PolMine / GermaParl

GermaParl R Data Package
12 stars 3 forks source link

Unrecognized Sorbian Speaker #14

Open PolMine opened 4 years ago

PolMine commented 4 years ago

There is an unrecognized speech given in Sorbian, see this snippet:

corpus("GERMAPARL") %>%
  subset(date == "2004-06-17") %>%
  subset(speaker == "Maria Michalk") %>%
  read()
ChristophLeonhardt commented 4 years ago

I am not sure if the speech isn't recognized. I would say, it is. Maria Michalk does present two speeches here, the first in German, the second (with interruptions and questions in between) in parts in Sorbian.

speeches <- corpus("GERMAPARL") %>%
  subset(date == "2004-06-17") %>%
  subset(speaker == "Maria Michalk") %>%
  as.speeches(s_attribute_name = "speaker")
ablaette commented 4 years ago

I fully agree, there are two distinct speeches.

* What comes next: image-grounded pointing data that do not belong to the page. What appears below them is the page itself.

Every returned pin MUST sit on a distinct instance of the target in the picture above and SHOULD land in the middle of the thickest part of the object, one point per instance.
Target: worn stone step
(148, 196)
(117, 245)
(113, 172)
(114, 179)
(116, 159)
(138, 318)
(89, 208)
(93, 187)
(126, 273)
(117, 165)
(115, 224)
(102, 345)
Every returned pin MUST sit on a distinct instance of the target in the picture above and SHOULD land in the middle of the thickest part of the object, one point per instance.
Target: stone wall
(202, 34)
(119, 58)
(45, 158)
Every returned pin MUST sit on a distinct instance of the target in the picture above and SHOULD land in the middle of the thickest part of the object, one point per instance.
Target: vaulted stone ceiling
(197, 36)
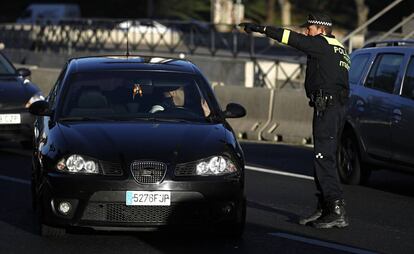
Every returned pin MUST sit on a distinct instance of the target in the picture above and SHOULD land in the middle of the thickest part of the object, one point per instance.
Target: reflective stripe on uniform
(333, 41)
(285, 36)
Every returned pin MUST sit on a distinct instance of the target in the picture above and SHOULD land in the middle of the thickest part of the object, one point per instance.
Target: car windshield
(5, 67)
(134, 95)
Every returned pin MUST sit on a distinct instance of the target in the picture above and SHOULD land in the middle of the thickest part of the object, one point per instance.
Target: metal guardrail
(161, 37)
(173, 37)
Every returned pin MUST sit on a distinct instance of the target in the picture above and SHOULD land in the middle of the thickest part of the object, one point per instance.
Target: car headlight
(34, 98)
(78, 164)
(213, 166)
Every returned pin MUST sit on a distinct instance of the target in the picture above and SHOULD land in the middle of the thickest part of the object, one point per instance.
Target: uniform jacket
(327, 64)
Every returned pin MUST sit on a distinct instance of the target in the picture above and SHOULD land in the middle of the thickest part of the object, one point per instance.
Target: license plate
(148, 198)
(10, 119)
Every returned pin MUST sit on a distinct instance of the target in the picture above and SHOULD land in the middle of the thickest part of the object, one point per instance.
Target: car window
(53, 92)
(124, 95)
(384, 72)
(408, 85)
(5, 67)
(358, 64)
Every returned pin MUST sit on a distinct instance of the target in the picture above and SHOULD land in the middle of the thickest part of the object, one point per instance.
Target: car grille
(111, 168)
(187, 169)
(121, 213)
(148, 171)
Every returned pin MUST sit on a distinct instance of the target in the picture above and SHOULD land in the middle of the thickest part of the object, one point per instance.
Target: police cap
(318, 19)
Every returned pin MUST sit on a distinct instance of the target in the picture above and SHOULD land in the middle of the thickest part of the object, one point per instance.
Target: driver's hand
(205, 107)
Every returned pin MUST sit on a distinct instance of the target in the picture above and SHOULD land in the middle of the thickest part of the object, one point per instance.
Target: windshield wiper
(161, 119)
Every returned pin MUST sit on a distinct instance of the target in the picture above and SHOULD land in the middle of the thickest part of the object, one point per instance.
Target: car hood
(13, 93)
(167, 142)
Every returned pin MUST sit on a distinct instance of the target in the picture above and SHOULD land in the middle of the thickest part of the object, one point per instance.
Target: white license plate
(148, 198)
(10, 119)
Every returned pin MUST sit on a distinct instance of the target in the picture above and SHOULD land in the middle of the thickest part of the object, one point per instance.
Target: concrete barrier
(257, 102)
(291, 118)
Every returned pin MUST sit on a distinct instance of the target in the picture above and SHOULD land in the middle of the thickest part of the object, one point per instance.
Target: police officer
(326, 86)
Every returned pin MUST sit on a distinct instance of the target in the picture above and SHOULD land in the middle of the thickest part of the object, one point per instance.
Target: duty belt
(320, 100)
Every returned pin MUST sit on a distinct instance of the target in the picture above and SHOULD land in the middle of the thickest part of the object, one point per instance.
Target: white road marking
(277, 172)
(15, 180)
(322, 243)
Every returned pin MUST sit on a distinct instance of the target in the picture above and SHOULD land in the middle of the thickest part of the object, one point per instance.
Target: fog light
(65, 207)
(227, 209)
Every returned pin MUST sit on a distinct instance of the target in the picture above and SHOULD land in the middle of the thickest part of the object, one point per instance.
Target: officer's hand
(311, 104)
(251, 27)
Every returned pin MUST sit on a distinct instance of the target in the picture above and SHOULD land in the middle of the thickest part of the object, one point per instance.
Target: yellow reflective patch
(333, 41)
(285, 36)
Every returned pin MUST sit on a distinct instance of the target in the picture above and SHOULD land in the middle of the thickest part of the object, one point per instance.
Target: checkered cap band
(321, 23)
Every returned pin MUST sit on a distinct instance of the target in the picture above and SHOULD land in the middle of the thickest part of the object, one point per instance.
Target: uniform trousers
(327, 127)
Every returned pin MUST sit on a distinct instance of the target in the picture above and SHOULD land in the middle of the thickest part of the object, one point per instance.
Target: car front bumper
(101, 203)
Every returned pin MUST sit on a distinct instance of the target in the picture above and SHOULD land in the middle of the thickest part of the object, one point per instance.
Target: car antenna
(127, 53)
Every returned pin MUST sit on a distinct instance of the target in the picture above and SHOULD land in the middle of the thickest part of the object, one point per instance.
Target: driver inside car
(175, 98)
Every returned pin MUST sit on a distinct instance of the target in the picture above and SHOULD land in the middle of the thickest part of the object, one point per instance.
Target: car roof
(397, 46)
(132, 62)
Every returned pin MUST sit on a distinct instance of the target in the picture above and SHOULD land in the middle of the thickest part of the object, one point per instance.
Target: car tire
(42, 229)
(234, 230)
(350, 168)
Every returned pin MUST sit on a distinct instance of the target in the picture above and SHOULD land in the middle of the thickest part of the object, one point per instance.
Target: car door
(380, 89)
(402, 124)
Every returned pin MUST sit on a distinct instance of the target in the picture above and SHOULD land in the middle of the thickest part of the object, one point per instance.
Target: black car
(17, 93)
(134, 143)
(380, 120)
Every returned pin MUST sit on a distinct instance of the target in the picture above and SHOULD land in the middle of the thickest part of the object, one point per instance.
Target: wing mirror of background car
(24, 72)
(234, 110)
(40, 108)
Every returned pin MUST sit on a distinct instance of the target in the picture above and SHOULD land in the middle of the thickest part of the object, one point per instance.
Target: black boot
(334, 215)
(316, 214)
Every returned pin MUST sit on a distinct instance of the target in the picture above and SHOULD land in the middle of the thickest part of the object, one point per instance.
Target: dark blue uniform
(327, 81)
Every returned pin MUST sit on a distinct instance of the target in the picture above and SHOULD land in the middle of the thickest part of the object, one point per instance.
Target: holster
(321, 100)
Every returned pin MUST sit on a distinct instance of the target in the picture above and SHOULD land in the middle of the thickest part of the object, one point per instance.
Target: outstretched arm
(309, 44)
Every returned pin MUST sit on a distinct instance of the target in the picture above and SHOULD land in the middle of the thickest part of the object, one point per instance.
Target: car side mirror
(40, 108)
(234, 110)
(24, 72)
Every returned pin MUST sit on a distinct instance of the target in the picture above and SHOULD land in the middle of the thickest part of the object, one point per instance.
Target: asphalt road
(381, 213)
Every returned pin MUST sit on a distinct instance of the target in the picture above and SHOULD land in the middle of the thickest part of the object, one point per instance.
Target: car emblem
(137, 89)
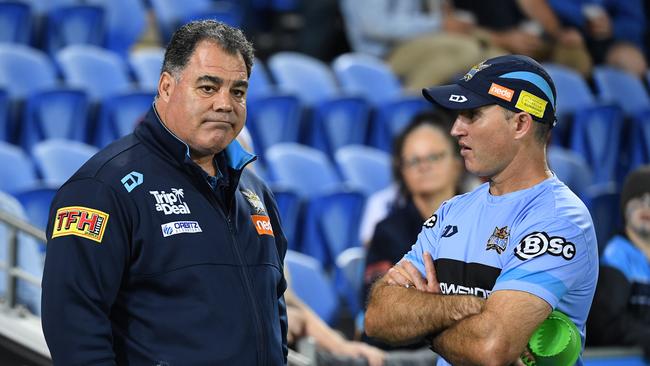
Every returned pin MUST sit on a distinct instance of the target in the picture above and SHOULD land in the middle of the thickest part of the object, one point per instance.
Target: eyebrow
(220, 81)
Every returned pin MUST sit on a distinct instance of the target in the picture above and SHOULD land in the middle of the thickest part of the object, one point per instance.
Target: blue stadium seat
(5, 124)
(17, 171)
(639, 140)
(125, 22)
(55, 113)
(74, 24)
(259, 83)
(24, 70)
(119, 115)
(620, 88)
(305, 170)
(170, 13)
(309, 282)
(290, 206)
(29, 258)
(367, 76)
(57, 160)
(146, 63)
(573, 94)
(350, 266)
(305, 76)
(15, 22)
(101, 73)
(37, 201)
(335, 120)
(331, 225)
(602, 200)
(364, 168)
(570, 168)
(596, 136)
(272, 120)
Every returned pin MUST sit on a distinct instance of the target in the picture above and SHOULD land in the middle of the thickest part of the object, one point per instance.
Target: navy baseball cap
(515, 82)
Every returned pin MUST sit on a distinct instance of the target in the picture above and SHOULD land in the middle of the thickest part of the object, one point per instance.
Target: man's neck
(640, 242)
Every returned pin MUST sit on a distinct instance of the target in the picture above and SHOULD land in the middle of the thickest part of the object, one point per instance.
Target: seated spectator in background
(602, 22)
(627, 57)
(303, 322)
(528, 27)
(620, 314)
(428, 171)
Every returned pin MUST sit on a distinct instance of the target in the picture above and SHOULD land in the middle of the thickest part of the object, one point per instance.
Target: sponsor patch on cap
(501, 92)
(262, 225)
(80, 221)
(532, 104)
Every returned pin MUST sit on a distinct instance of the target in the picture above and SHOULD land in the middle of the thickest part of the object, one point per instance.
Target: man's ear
(523, 124)
(166, 85)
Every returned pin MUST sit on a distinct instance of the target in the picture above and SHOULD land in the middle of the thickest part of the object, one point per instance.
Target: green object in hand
(555, 342)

However, if you look at the second one (in Sorbian), something is wrong with the html output. This is a polmineR issue rather than a GermaParl issue.

library(polmineR)

speeches <- corpus("GERMAPARL") %>%
  subset(date == "2004-06-17") %>%
  subset(speaker == "Maria Michalk") %>%
  as.speeches(s_attribute_name = "speaker")

html(speeches[[1]])
html(speeches[[2]])
ChristophLeonhardt commented 4 years ago

I also noticed these odd tags when doing read(speeches[[1]]), yes.